Introduction

In this post we will explore the linguistic behavior of Kiev residents that are also active on Twitter. In a previous post, we carried out an identical task for the city of Barcelona. Even though at first sight Barcelona and Kiev do not seem to have many points in common, in reality they are both large bilingual cities where a language that developed locally coexists with a much more powerful one that has also been spoken for centuries in the city.

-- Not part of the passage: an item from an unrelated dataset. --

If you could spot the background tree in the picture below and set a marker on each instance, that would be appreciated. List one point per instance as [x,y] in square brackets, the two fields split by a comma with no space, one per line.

They also share a history of minoritization of the vernacular language that, strikingly, spans a very similar period of time: roughly the 300 years from the beginning of the 18th century to the end of the 20th century, when Ukraine became an independent country and Catalonia regained some degree of autonomy from Spanish rule.

Both languages have undergone brief periods of cultural revival followed by new waves of repression. Russian was already the dominant language of the city of Kiev in the 19th century according to the General Census of the Russian Empire of 1897, long before the beginning of Soviet rule and before the exodus from the countryside that made Ukrainian a relevant language in Kiev again as a late industrial revolution unravelled in the Russian Empire. This is exactly the same phenomena that took place in Barcelona more than half a century earlier: a predominantly Spanish-speaking city swelled in size as workers poured into it from all rural areas in Catalonia, making Catalan again the most spoken language in the capital. New periods of political repression -and especially in Catalonia, together with massive immigration of Spanish speakers- reestablished the dominance of Russian and Spanish.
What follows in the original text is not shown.